Edit: I was totally leading you down the wrong track. That's what happens when I try to help out when I haven't completely solved the problem myself.

## Ogden's Lemma

Suppose L is context free. By Ogden's lemma, there exists an integer p that has the following properties:

Given a string w in L at least p symbols long, where at least p of those symbols are "marked", w can be represented as uvxyz, which satisfy:

- x has at least one marked symbol,
- either u and v both have marked symbols or y and z both have marked symbols,
- vxy has at most p marked symbols, and
- u v
^{i} x y^{i} z is in L for i >= 0

That's Ogden's lemma. Now, let q be an integer divisible by every positive integer no greater than p. Let w = a^{p+q} b^{p+q} c^{p}. Mark every c. By #2, u or v must contain at least one c. If either u or v contains any other symbol, then #4 fails, so u and v must contain only c. But then #4 fails when i = q/|uv|. We know q is divisible by |uv| because p > |uv| > 0, and q is divisible by all positive integers less than p.
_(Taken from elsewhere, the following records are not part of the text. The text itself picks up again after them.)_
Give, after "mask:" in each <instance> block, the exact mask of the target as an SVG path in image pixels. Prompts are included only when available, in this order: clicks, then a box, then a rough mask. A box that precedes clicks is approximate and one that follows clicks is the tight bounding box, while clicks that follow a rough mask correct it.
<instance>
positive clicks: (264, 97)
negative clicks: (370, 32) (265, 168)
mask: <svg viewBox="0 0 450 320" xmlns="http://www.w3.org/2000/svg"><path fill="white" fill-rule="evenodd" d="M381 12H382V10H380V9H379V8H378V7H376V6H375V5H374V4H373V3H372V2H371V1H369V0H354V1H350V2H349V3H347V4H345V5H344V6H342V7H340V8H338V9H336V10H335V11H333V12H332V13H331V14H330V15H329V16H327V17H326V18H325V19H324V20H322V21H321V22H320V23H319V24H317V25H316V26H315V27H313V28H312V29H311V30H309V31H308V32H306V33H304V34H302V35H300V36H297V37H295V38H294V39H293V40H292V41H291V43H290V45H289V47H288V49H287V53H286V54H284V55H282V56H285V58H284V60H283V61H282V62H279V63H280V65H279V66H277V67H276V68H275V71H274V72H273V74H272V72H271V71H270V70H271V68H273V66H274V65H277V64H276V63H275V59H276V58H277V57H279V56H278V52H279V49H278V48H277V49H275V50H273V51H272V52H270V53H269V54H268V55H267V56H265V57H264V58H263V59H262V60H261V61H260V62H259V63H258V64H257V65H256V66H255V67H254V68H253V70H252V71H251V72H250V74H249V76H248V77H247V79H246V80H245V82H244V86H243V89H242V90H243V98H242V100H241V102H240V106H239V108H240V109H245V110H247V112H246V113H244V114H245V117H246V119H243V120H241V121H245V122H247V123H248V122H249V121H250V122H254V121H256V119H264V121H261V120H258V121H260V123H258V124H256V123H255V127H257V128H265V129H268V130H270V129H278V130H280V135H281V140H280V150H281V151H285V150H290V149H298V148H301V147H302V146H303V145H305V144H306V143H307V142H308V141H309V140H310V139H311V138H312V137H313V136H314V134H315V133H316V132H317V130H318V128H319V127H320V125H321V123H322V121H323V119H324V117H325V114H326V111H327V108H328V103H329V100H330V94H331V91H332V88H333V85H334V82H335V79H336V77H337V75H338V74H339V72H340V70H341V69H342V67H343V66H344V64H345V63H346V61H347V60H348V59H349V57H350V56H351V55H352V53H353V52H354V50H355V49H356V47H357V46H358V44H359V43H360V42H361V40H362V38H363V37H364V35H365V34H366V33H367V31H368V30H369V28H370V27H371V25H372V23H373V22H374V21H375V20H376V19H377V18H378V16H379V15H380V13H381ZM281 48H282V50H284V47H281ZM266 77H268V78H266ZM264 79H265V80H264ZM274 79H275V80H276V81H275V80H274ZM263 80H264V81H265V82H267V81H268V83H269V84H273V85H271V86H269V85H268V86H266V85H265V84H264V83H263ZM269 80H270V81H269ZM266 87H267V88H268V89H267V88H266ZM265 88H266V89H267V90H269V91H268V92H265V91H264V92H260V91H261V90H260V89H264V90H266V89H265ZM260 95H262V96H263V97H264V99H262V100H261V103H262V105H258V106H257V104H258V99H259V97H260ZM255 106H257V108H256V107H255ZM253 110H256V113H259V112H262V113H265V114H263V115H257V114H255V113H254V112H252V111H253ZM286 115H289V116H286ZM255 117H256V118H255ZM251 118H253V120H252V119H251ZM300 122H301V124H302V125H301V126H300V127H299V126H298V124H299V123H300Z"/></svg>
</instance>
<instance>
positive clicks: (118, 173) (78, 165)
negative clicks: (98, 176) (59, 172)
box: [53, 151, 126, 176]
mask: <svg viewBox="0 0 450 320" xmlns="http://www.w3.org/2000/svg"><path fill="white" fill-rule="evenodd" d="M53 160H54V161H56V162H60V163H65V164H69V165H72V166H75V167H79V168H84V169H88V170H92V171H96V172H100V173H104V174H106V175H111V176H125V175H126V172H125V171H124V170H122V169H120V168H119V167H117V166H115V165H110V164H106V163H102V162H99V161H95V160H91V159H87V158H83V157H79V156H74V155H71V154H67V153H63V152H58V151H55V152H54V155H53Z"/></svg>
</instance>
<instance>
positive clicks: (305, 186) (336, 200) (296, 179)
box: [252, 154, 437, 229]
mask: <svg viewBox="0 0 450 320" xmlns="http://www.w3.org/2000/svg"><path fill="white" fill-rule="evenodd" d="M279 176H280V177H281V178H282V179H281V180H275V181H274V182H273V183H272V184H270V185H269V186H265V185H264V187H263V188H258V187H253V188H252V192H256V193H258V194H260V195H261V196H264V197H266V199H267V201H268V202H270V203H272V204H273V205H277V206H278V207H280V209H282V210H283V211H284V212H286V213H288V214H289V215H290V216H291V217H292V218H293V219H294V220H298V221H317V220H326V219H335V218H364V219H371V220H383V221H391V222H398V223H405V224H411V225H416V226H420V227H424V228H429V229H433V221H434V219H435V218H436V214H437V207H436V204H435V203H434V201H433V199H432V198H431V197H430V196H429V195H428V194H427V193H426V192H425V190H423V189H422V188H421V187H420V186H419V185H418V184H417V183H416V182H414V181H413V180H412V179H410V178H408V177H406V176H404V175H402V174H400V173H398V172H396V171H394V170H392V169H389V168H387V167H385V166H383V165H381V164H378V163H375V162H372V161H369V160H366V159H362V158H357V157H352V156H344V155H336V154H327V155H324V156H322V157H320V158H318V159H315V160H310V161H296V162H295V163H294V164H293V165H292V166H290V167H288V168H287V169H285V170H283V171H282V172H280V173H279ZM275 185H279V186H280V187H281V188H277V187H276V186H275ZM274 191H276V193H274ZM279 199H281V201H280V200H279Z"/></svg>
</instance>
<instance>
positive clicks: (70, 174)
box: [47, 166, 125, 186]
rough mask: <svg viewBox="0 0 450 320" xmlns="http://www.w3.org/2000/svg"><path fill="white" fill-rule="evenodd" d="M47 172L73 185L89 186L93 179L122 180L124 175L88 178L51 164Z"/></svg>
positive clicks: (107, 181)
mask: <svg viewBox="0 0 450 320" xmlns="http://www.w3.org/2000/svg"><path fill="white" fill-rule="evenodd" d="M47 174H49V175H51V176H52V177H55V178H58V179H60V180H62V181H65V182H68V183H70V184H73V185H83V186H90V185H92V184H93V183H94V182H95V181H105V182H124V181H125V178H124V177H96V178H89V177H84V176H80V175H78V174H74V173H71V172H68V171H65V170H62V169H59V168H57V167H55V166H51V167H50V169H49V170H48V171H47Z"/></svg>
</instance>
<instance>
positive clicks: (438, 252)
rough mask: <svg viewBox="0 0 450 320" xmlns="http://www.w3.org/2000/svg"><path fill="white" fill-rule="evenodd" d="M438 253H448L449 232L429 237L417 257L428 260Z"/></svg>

Note that Ogden's lemma turns into the pumping lemma when you mark all symbols.

## Pumping Lemma

Suppose L is context free. By the pumping lemma, there is a length p (not necessarily the same p as above) such that any string w in L can be represented as uvxyz, where

- |vxy| <= p,
- |vy| >= 1, and
- u v
^{i} x y^{i} z is in L for i >= 0.

Given a string w in L, either m > n or m < n. Suppose p = 2.

Suppose that m > n. (Note that Λ denotes the empty string.)

- Let u = a
^{n} b^{n} c^{m-1}
- Let v = c
- Let x = Λ
- Let y = Λ
- Let z = Λ

Suppose that n > m.

- Let u = a
^{n-1}
- Let v = a
- Let x = Λ
- Let y = b
- Let z = b
^{n-1} c^{m}

This demonstrates that no string from L provides a counterexample using the pumping lemma to the supposition that L is a context free language (even though it is context sensitive).